George lived until 1818, long enough to see Lucy’s son George Croghan continue the family tradition by becoming one of the greatest heroes of the War of 1812. The old general’s death after so many miserable years may have come as something of a relief, but four years later, Lucy received the double blow of losing her youngest son and her beloved husband William in a malaria epidemic. Her sister Ann also died, along with her sister Fanny’s husband Dennis. Within the next few years, Fanny herself died. Lucy lost her son Nicholas at the age of 24, and began to face the sorrow that alcoholism was beginning to blight her son George’s life as thoroughly as it had his uncle’s.
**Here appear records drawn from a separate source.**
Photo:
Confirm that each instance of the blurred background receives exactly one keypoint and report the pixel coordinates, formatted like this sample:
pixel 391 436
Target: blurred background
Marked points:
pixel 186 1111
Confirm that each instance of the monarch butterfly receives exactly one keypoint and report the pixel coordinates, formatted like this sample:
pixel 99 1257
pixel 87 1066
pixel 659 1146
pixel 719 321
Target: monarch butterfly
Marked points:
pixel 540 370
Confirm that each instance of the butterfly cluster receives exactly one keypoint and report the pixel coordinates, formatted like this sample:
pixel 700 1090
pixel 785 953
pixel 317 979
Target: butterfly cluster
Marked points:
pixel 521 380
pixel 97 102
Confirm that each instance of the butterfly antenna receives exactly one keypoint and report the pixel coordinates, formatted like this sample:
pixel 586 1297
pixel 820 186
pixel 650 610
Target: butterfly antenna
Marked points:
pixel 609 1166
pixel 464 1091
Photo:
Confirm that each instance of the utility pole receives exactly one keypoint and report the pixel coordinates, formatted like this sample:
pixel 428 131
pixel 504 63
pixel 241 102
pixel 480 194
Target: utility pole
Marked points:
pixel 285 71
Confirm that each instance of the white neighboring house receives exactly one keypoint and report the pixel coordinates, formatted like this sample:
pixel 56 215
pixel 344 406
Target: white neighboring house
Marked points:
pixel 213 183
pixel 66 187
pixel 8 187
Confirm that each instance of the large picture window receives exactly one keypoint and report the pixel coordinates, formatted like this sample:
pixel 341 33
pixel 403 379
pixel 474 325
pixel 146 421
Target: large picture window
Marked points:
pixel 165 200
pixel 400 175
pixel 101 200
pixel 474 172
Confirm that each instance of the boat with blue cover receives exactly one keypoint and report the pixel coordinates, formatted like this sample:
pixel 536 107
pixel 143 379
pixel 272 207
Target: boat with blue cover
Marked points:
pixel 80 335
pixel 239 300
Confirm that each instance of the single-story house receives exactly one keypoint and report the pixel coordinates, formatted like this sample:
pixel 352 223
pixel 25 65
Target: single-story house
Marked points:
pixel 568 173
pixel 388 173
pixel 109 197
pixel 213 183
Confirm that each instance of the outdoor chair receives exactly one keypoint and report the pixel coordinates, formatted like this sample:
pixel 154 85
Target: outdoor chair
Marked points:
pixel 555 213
To console themselves, Lucy, now 60, and Nicholas’s twin, Charles, decided to travel to Washington, D.C. visit friends and relatives. It was Lucy’s first trip out of Kentucky since arriving 41 years earlier. Lucy was invited to the White House by President Monroe, socialized with Dolley Madison, and was squired around town by Henry Clay. She enjoyed it so much that in 1833, she returned to Washington to attend the inauguration of Andrew Jackson, this time in the company of baby brother William (now 63 years old).
By 1835, at age 70, Lucy’s health had declined, and she could no longer climb stairs. She lived in a small room next to the kitchen in her last years, passing away in April 1838, just four months before her brother William. A “greatest generation” had passed from the scene.
The subject of a spectacular restoration in the 1960s, Locust Grove is probably the best of all the Clark family sites as a visitor experience. We had a nice picnic outside before starting our tour with a short film about George Rogers Clark and the house. The tour itself was one of the best house tours we’ve ever experienced. It was easy to get a sense of the family eating, talking, sleeping, and living in this genteel but informal place. After the tour, we looked at the family cemetery and the small museum, highlighted by a great quilled hunting shirt once owned by George Rogers Clark. Don’t miss the gift shop and book store here — excellent!